Archives » Actualité

ToutEduc met à la disposition de tous les internautes certains articles récents, les tribunes, et tous les articles publiés depuis plus d'un an...

Les recommandations du CAS pour améliorer une Ecole trop "inégalitaire" et "concurrentielle"

Paru dans Scolaire, Périscolaire, Orientation le jeudi 10 janvier 2013.

Actuellement, "il existe, d'une part, une forte concurrence entre les meilleurs élèves ou les plus favorisés sur le plan économique et, d'autre part, un sentiment de démotivation chez les autres." Le diagnostic du CAS (Centre d'analyse stratégique) est clair : l'école française souffre d'inégalités croissantes qui témoignent de sa difficulté à répondre aux différents profils de ses élèves. Pour améliorer la situation, il a transmis début janvier quatre notes d'analyses au Premier ministre, J.-M. Ayrault. Elles concernent "le bien-être des élèves", "l'organisation du soutien scolaire", "la scolarisation des enfants en situation de handicap" et "l'effet de l'autonomie des établissements scolaires".

Ces notes veulent "essayer de s'écarter d'une approche française qui privilégie la pédagogie, pour prendre en compte l'environnement global de l'élève", selon les termes du directeur général du CAS, V. Chriqui, qui les a présentées mardi 8 janvier. Même s'il se défend de participer aux débats actuels sur la refonte des rythmes scolaires, il admet que "les propositions du CAS pourraient plus facilement être mises en place dans le cadre de la réforme" voulue par V. Peillon.

Mieux articuler le scolaire et l'extrascolaire pour améliorer le bien-être des élèves

La première note d'analyse, qui étudie "le bien-être des élèves", reprend les conclusions qui ont motivé la modification de l'organisation du temps scolaire. Le CAS rappelle que "les rythmes de l'enfant et ceux de l'école française ne sont pas en harmonie". La semaine de quatre jours causerait "des ruptures de rythmes néfastes" pour les élèves et nuirait "à la qualité de leurs apprentissages et à leur bien-être". Si la semaine de 4,5 jours était rétablie et les journées raccourcies, il faudrait mieux articuler "ce que l'enfant fait en classe et ce qu'il fait après l'école".

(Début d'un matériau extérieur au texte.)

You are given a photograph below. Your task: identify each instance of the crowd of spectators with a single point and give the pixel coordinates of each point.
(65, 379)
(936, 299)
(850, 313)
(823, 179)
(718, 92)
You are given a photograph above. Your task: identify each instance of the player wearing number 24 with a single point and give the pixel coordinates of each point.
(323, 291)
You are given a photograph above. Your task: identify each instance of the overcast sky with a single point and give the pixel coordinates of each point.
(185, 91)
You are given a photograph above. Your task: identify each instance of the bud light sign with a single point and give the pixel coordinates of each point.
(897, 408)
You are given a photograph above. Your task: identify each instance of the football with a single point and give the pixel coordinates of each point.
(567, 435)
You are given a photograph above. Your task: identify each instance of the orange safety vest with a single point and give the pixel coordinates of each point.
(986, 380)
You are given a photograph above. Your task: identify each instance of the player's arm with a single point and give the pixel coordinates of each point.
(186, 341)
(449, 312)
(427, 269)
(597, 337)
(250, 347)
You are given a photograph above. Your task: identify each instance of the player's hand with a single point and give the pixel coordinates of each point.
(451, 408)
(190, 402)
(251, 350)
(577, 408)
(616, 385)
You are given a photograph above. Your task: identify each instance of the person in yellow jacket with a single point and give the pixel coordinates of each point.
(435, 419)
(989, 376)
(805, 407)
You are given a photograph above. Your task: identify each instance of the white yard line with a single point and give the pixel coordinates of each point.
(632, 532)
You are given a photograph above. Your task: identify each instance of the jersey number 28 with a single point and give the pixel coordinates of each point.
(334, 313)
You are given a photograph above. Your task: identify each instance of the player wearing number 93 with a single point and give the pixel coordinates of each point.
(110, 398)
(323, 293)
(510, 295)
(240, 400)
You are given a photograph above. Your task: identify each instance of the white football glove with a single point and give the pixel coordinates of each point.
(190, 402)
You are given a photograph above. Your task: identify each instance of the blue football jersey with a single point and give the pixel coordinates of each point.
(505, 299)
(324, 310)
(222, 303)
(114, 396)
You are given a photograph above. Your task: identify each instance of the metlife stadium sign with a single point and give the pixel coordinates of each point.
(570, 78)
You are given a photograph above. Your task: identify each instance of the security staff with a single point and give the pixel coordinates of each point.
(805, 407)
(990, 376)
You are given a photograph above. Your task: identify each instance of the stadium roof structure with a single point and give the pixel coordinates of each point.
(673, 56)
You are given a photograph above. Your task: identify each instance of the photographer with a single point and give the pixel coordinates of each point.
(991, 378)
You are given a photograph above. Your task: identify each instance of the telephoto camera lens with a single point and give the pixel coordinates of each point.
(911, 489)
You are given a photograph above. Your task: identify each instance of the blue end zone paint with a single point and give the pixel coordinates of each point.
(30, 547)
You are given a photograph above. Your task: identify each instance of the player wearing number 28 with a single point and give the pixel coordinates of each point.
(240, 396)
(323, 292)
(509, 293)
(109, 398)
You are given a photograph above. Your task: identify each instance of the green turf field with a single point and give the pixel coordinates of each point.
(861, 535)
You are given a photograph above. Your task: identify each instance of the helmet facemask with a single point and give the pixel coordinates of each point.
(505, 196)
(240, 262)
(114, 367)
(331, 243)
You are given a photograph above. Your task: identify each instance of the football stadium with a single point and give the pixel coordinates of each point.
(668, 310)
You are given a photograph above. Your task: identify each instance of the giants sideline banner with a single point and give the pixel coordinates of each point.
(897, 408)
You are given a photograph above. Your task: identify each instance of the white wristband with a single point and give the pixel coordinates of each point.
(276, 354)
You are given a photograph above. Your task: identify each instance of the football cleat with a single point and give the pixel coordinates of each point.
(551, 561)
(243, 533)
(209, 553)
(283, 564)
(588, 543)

 "Le développement d'activités extracurriculaires après les cours pourrait contribuer à fédérer les élèves, et plus généralement la communauté éducative, autour de projets collectifs", affirme V. Chriqui. Organiser des activités après les heures de cours permettrait aussi de davantage "impliquer les parents", qui demeurent actuellement "éloignés de la sphère et de la culture scolaire".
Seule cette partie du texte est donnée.